What is a director's loan accounts?
The Director’s Loan Account (DLA) is the account which shows how much money has been taken from the business (before dividends) or how much you have spent on the business using your own funds. At the end of the financial year your Directors loan account will either owe you money or you owe the company money.
This account should reflect any non-dividend cash withdrawals made by the director and the personal expenses paid using businesses money/credit card. On the other hand, any money you have put into the business from your personal account should be reflected as well.
Directors loan accounts can become a bit of a mess and can come under scrutiny from HMRC and shareholders. Having a Directors Loan Account is only a problem when you are overdrawn and you cannot afford to repay it.
Do I need to pay tax on the director’s loan account?
If at the company’s year end, the director’s loan account is overdrawn by more than £10,000, you will need to pay tax on this amount unless it is repaid within 9 months and 1 day of the company’s year-end.
For example, if the director’s loan account is overdrawn by £10,000 by year end 30 June 2020, the director’s loan needs to be repaid by 01 April 2021 to avoid tax.
If this has not been done, the overdrawn director’s loan account would mean that the business would have to pay 32.5% on top of the amount outstanding. When the loan is repaid to the company by the director, HMRC repays the tax to the company. You need to claim this back within 4 years.
What if I owe the business money?
If you are shareholder/director and the loan was more than £10,000 at any point in the year, this will be treated as a benefit in kind (BIK) and would attract a Class 1A National Insurance at 13.8% on the whole amount.
This will then be reported on your self-assessment
What are Bed and breakfasting rules?
HMRC have added new tax avoidance rules to prevent directors from manipulating the director’s loan account and therefore avoid tax.
What are these rules? If a director(s) repays the loan before the year end or within the following 9 months to avoid the charge of 32.5% and then immediately taking out a similar amount from the company shortly after then the following rules apply. If you do this, you will have to prove this is real through the motive test. Therefore, if this happens, it needs to be a real transaction rather than a clever way of avoiding tax in perpetuity.
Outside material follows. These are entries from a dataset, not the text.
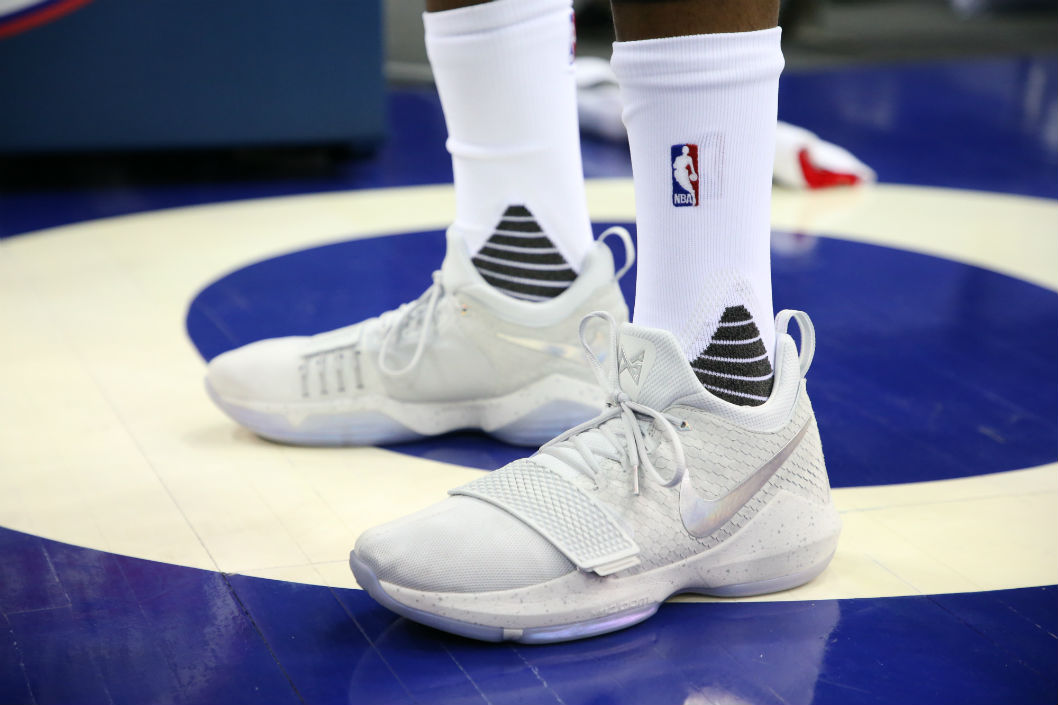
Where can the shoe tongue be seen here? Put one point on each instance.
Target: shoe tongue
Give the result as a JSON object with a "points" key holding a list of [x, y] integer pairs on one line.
{"points": [[457, 270], [654, 371]]}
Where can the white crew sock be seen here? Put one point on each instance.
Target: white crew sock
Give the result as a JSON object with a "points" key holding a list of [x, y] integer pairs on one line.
{"points": [[506, 80], [705, 269]]}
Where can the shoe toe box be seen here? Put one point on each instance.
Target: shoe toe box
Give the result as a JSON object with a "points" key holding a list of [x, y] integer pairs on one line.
{"points": [[462, 545], [262, 372]]}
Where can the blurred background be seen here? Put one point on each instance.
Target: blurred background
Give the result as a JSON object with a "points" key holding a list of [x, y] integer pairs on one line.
{"points": [[104, 92]]}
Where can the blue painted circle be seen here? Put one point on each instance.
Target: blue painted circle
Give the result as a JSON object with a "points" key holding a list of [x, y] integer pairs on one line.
{"points": [[968, 386]]}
What if the business owes me money?
The company may owe you money if you have pumped in money into the business at the start of its life or the business has cashflow issues and needs to be shored up. There is no corporation tax on money owed to you by the business and any withdrawals from the business to your own account is not taxed.
If you charge interest on the company loan, you will need to report the interest in your self-assessment.